SV-102411r1_rule SELS-SW-000150 CCI-002385 MEDIUM SEL-2740S flow rules must include the host IP addresses that are bound to designated SEL-2740S ports for ensuring trusted host access. IP Source Guard provides source IP address filtering on a Layer 2 port to prevent a malicious host from impersonating a legitimate host by assuming the legitimate host's IP address. The feature uses dynamic DHCP snooping and static IP source binding to match IP addresses to hosts on untrusted Layer 2 access ports. Initially, all IP traffic on the protected port is blocked except for DHCP packets. After a client receives an IP address from the DHCP server, or after static IP source binding is configured by the administrator, all traffic with that IP source address is permitted from that client. Traffic from other hosts is denied. This filtering limits a host's ability to attack the network by claiming a neighbor host's IP address.

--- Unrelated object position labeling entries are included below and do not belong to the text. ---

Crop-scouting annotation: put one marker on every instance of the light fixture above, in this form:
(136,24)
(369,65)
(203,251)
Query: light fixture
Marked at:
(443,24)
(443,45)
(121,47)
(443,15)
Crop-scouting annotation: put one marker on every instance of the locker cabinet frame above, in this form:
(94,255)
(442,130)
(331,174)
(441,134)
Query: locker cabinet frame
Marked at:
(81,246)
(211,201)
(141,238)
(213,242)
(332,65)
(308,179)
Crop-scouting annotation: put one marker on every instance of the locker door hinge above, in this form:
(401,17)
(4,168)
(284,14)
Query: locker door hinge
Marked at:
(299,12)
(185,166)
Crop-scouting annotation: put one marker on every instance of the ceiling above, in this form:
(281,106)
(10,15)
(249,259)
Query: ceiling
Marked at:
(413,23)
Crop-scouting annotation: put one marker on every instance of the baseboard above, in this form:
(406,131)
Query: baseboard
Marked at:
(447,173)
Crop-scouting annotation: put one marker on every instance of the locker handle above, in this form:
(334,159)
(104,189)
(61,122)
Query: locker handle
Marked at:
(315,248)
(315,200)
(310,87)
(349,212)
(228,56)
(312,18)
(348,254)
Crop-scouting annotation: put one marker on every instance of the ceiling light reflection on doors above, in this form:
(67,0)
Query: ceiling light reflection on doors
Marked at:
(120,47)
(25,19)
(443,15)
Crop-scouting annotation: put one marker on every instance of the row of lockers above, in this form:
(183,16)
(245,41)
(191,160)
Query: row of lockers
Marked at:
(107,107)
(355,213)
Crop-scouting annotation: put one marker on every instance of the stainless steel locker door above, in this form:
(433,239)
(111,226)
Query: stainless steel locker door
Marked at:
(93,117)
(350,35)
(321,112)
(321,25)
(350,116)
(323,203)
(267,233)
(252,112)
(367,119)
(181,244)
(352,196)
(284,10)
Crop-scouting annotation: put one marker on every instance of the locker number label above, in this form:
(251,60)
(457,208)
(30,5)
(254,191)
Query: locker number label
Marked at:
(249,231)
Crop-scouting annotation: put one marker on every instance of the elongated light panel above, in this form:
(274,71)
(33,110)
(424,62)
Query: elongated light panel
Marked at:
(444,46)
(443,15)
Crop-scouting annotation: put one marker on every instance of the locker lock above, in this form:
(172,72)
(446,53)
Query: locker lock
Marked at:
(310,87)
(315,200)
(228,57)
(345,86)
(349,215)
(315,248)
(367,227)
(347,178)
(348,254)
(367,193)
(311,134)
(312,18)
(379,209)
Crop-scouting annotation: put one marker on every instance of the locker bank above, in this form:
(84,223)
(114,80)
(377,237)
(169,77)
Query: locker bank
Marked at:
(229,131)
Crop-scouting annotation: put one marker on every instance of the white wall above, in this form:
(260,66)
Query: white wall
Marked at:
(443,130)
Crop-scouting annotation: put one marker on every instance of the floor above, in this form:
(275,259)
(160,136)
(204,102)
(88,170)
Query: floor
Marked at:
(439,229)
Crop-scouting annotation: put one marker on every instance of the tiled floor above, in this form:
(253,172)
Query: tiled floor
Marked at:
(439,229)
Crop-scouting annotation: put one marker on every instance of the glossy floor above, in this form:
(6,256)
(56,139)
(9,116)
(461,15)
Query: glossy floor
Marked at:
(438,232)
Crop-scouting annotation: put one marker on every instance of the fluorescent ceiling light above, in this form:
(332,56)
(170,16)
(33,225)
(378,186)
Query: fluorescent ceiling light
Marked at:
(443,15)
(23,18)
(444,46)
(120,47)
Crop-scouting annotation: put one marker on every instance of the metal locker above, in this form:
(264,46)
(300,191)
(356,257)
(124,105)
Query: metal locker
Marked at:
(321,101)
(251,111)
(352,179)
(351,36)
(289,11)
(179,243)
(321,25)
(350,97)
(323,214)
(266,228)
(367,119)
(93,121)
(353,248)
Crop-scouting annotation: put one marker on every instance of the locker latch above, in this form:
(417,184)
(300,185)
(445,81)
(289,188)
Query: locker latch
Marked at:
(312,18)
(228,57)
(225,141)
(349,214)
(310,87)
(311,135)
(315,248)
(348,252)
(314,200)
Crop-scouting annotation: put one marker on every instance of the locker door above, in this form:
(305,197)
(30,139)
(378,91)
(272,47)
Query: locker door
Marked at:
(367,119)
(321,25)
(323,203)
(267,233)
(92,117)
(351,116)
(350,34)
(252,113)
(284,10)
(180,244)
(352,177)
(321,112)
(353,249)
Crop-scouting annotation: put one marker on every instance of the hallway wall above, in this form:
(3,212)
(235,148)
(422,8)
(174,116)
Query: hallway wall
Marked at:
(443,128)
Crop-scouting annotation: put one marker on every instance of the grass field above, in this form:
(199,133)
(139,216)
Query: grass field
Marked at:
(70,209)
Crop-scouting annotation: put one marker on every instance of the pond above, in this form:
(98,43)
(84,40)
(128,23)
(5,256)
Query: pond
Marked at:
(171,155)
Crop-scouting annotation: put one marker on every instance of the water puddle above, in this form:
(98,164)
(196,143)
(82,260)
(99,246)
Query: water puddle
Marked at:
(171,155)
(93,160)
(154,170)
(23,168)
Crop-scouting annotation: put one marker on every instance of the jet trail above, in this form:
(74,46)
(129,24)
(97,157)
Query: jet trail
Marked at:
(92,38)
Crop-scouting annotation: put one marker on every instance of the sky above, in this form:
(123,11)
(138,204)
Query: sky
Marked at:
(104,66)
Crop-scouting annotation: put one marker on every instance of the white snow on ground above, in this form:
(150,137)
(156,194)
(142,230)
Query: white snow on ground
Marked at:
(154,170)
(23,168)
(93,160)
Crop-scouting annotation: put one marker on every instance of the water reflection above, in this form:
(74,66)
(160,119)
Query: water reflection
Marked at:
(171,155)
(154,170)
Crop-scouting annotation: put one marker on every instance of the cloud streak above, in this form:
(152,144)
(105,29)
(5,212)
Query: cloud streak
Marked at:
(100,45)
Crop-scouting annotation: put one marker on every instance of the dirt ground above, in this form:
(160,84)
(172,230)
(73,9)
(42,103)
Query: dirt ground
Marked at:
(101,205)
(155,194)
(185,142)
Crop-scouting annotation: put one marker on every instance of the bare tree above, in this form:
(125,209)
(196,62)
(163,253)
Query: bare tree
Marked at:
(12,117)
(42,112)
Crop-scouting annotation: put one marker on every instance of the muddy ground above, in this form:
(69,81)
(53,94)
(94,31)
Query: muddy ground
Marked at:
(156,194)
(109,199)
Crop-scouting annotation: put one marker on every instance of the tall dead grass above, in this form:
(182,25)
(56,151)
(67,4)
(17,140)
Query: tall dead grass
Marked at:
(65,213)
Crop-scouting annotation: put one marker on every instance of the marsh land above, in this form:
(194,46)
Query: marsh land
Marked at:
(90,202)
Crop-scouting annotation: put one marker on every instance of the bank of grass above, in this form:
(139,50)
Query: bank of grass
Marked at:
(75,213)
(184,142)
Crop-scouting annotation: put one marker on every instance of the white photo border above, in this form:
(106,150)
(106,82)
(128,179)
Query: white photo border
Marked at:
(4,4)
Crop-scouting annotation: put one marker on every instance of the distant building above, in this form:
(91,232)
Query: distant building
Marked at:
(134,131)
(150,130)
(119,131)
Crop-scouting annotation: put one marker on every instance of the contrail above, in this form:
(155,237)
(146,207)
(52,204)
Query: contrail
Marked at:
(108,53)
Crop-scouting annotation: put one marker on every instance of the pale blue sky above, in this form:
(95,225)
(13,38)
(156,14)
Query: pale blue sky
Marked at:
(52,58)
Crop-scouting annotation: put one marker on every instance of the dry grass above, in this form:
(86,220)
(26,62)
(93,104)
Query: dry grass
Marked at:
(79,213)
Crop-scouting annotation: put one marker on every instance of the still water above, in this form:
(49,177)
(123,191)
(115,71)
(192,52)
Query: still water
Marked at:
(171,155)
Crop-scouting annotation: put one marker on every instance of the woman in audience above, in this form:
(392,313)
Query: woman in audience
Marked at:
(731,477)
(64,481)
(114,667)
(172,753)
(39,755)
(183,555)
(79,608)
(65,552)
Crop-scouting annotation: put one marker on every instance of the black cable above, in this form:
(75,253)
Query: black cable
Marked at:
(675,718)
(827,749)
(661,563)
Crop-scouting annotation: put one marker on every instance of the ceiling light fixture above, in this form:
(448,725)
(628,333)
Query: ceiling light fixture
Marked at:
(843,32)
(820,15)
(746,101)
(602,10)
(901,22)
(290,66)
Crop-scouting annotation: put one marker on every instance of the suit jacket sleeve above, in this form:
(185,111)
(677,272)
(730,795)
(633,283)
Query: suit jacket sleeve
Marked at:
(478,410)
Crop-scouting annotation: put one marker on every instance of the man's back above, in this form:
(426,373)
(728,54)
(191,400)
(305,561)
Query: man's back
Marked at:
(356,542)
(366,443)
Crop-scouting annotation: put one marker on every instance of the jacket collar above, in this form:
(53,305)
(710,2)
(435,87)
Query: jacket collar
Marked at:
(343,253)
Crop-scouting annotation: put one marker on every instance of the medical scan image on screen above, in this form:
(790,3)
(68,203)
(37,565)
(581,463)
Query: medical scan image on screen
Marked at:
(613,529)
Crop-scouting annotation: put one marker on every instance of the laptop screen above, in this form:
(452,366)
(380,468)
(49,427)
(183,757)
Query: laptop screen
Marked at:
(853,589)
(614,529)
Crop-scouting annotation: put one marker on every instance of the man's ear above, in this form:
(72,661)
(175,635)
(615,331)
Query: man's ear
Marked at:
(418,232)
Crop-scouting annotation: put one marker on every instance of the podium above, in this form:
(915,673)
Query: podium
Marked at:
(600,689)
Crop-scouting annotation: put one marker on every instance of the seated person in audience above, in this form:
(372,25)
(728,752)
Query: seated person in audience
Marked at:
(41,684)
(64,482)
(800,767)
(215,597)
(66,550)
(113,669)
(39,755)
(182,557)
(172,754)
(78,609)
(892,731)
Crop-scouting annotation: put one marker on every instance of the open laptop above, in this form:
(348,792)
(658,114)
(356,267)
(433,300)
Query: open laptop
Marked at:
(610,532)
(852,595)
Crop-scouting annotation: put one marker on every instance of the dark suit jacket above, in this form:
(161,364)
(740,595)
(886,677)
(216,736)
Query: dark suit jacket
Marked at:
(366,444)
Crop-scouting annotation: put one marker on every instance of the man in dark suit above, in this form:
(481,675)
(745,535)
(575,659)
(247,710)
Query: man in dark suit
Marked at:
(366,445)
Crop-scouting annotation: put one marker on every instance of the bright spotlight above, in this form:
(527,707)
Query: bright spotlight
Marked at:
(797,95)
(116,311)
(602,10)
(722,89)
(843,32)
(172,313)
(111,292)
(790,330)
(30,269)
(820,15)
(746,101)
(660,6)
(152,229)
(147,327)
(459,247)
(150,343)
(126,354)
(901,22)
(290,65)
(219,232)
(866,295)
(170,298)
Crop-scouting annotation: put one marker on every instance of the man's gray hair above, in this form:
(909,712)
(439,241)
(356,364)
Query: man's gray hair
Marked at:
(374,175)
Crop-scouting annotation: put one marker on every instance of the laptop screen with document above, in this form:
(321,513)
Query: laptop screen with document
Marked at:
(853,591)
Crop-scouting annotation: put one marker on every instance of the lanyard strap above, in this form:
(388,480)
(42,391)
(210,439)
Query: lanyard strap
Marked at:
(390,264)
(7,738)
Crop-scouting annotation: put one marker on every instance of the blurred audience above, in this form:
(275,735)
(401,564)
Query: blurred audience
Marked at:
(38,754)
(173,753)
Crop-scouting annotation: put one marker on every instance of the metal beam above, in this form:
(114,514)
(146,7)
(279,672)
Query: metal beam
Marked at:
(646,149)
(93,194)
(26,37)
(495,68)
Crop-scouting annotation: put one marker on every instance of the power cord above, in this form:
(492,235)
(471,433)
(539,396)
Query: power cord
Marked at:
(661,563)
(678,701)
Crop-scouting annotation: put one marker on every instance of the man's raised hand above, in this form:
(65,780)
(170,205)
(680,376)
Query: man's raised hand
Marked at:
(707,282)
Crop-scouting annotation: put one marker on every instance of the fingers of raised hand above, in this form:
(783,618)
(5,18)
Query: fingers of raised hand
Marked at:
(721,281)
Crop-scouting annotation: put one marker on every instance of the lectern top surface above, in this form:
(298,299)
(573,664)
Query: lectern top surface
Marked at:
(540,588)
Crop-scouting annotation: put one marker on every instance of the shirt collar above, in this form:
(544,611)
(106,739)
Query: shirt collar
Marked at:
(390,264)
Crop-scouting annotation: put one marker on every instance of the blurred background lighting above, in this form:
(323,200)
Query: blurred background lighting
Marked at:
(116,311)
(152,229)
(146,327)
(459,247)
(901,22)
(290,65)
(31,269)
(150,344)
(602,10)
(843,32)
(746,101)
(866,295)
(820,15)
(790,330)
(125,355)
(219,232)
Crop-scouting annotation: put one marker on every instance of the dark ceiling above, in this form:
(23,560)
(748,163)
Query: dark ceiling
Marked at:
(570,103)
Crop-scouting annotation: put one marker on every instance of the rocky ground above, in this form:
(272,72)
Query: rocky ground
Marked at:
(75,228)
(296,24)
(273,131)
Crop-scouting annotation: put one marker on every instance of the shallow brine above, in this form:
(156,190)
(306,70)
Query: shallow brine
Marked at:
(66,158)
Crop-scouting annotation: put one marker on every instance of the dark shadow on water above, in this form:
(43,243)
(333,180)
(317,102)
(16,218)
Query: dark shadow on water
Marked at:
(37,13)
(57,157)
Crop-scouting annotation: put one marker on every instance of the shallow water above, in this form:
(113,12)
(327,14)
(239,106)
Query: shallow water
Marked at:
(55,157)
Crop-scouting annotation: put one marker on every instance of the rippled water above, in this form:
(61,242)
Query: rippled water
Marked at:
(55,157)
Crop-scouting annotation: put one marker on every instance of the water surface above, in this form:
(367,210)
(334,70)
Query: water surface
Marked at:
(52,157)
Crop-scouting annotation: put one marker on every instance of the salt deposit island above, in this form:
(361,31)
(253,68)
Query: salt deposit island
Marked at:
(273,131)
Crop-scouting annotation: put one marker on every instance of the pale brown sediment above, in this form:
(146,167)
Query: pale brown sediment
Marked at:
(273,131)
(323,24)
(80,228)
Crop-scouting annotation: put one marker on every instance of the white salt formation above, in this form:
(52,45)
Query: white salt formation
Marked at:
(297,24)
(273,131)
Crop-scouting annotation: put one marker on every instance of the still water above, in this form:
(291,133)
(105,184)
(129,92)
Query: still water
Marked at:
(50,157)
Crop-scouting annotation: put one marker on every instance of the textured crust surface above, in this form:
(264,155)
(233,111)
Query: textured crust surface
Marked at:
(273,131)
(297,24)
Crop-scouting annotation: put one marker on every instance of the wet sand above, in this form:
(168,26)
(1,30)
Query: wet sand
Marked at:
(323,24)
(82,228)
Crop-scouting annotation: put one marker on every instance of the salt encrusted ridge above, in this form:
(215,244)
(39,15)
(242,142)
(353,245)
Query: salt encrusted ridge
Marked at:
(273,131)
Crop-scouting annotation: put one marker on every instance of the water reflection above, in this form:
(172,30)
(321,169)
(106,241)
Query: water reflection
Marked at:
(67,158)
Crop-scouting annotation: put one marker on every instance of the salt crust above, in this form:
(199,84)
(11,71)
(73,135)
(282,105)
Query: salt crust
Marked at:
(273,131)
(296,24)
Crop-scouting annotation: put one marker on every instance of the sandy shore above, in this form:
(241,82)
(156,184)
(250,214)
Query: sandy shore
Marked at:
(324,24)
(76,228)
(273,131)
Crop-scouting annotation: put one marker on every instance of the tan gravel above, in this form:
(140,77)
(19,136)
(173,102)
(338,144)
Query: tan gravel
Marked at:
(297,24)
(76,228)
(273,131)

SV-102413r1_rule SELS-SW-000160 CCI-002385 MEDIUM The SEL-2740S must be configured with ARP flow rules that are statically created with valid IP-to-MAC address bindings. DAI intercepts Address Resolution Protocol (ARP) requests and verifies that each of these packets has a valid IP-to-MAC address binding before updating the local ARP cache and before forwarding the packet to the appropriate destination. Invalid ARP packets are dropped and logged. DAI determines the validity of an ARP packet based on valid IP-to-MAC address bindings stored in the DHCP snooping binding database. If the ARP packet is received on a trusted interface, the switch forwards the packet without any checks. On untrusted interfaces, the switch forwards the packet only if it is valid.
SV-104417r2_rule SELS-SW-000090 CCI-001958 MEDIUM The SEL-2740S must authenticate all network-connected endpoint devices before establishing any connection. Without authenticating devices, unidentified or unknown devices may be introduced, thereby facilitating malicious activity. For distributed architectures (e.g., service-oriented architectures), the decisions regarding the validation of authentication claims may be made by services separate from the services acting on those decisions. In such situations, it is necessary to provide authentication decisions (as opposed to the actual authenticators) to the services that need to act on those decisions. This requirement applies to applications that connect either locally, remotely, or through a network to an endpoint device (including, but not limited to, workstations, printers, servers (outside a datacenter), VoIP Phones, and VTC CODECs). Gateways and SOA applications are examples of where this requirement would apply. Device authentication is a solution enabling an organization to manage devices. It is an additional layer of authentication ensuring only specific pre-authorized devices can access the system.